Exactly once state consistency
Flink relies on periodically and asynchronously checkpointing the local state to durable storage. First we need to know that the checkpointing mechanism in Flink requires the dat sources to be persistent and replayable such as Kafka.
When everything goes well, the input streams periodically emits checkpoint barriers and broadcast to all connected parallel tasks. You can consider it as a signal to tell operators to starting backup its state to the durable storage, once the state has been backed up, the operator forwards the barrier downstream, till all operators register its snapshot, then a global snapshot will be complete. Note that when saving checkpoint, the consumer offset on the message system such as Kafka is also recorded, this will also be used later in recovery.
Let's say after a global snapshot A has been successfully backed up, before the next global snapshot B can happen, some failure happened, Flink will use the latest (successful) checkpoint to recover, which includes two parts: 1) reverts all operator state to their respective state from the latest checkpoint(in this case from snapshot A), 2)restarts input stream from the latest barrier which there is a snapshot(you can think of it as consumer offset has been reset to when there was a successful snapshot).
This is where interesting thing happen, during above recovery process, Flink might read some message twice, after global snapshot A was successfully backed up, message x, y were processed, the failure happened while trying to process message z, to recover from the failure, the successful snapshot a will be used, the operator state and input stream are "reverted" to be like snapshot A, then the processing will continue, which means message x and y will be processed again. But it's important to know that even if message x and y has been processed twice, the mechanism still achieves exactly-once state consistency, because when applying lastest checkpoint, the operators are reset to a point where it had not seen message x or y yet.
End to end exactly once
Now that we understand how exactly-once state consistency works, you might think what about side effects, such as sending out an email, or write to database. That is a valid concern, because Flink's recovery mechanism are not sufficient to provide end to end exactly once guarantees even though the application state is exactly once consistent, for example, if message x and y from above contains info and action to send out email, during failure recovery, these messages will be processed more than once which results in duplicated emails being sent. Therefore other techniques must used, such as idempotent writes, transaction writes etc.
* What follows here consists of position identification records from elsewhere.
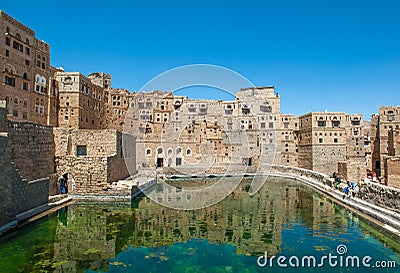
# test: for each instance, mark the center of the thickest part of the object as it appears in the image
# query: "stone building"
(385, 147)
(83, 100)
(118, 104)
(26, 167)
(92, 159)
(27, 78)
(176, 131)
(329, 138)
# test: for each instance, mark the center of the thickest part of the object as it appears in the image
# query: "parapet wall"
(32, 149)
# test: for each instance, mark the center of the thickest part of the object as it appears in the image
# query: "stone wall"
(7, 208)
(28, 195)
(383, 196)
(393, 171)
(104, 161)
(352, 170)
(32, 149)
(26, 162)
(87, 174)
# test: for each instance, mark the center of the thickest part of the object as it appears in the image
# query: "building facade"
(385, 144)
(27, 78)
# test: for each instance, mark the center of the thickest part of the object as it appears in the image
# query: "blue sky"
(334, 55)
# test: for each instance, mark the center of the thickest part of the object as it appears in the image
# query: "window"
(81, 150)
(9, 81)
(18, 46)
(286, 125)
(265, 109)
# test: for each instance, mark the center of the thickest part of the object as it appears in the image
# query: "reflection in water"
(283, 217)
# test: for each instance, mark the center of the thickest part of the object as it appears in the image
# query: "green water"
(284, 219)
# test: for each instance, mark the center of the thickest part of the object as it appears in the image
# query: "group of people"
(350, 190)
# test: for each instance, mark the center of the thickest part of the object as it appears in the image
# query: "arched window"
(148, 151)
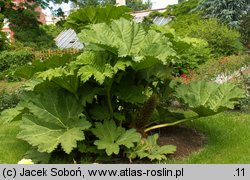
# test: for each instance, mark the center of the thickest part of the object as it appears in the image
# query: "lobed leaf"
(55, 120)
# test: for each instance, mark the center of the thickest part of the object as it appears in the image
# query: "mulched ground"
(185, 139)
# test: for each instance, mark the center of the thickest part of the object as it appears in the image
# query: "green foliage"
(148, 148)
(225, 65)
(110, 137)
(24, 23)
(221, 40)
(207, 98)
(79, 19)
(182, 8)
(139, 5)
(192, 52)
(14, 59)
(229, 12)
(55, 119)
(108, 87)
(125, 38)
(245, 29)
(3, 39)
(115, 66)
(8, 100)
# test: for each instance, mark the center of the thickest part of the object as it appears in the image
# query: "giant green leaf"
(98, 65)
(55, 120)
(127, 38)
(79, 19)
(110, 137)
(208, 98)
(148, 148)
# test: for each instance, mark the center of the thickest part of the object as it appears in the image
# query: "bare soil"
(186, 140)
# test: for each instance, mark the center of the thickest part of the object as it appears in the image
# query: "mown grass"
(11, 148)
(228, 139)
(227, 134)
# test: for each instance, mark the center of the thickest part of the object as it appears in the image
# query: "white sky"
(157, 4)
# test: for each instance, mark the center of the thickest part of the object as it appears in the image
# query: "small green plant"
(101, 103)
(8, 100)
(14, 59)
(221, 39)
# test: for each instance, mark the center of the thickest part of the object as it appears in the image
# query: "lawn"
(227, 134)
(228, 139)
(11, 149)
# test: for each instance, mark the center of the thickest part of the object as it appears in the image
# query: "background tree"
(138, 5)
(3, 38)
(227, 11)
(24, 23)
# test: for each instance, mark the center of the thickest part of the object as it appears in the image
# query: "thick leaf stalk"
(144, 115)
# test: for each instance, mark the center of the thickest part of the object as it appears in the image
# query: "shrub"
(222, 40)
(14, 59)
(103, 103)
(225, 65)
(8, 100)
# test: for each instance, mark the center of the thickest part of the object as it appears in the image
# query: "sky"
(157, 4)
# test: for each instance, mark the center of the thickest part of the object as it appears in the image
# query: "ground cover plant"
(105, 102)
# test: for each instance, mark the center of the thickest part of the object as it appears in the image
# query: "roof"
(68, 39)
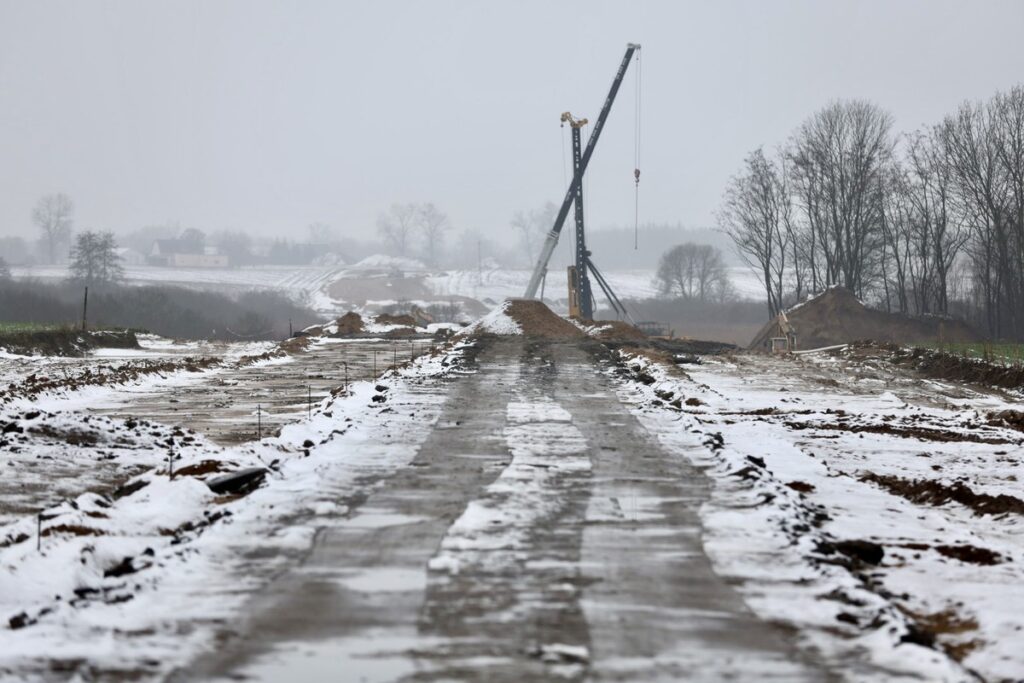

To avoid the duplicated email issue, we could save the key of the message that have been processed to a key-value data storage, and use that to check the key, however, since steam processing means unbounded message, it is tricky to manage this key-value checker with large throughput or unbounded time window by yourself. Here I will explain one approach to guarantee end to end exactly once such as only sending out email once with Apache Beam.
Apache Beam is a single programming model for both batch and streaming use cases that can run on multiple execution environments. In this case, Beam will be processing stream on Flink.
Deduplicate with Beam
There is one API DeduplicatePerKey in Beam can be used to deduplicate key value pair over a time domain and threshold. That sounds like a solution to the issues we saw earlier, for example, we can use the Kafka event message uuid as the 'key', then specify a reasonable time duration to apply DeduplicatePerKey
so that a processed email sending related message won't be processed more than once. Here is the pseudo beam application code:
(
messages
| "map message to key value pair" >> [map message to key value pair each with an unique key]
| "deduplicate on that unique key" >> DeduplicatePerKey([reasonable time duration])
| "you may wanna reset to original message format" >> [use original message format]
| "process message, send out email" >> [now you can use the message to send out emails etc without worrying about duplication]
)
Basically DeduplicatePerKey
uses states to store seen message id and use a timer to clear state so that it won't grow unboundedly, in terms of how to choose the reasonable window duration, you need to consider your checkpointing interval since essentially in this case we want to deduplicate messages from last successful checkpoint till now.
Now you have end to end exactly once guarantee as well. Thanks for reading and I hope this helps!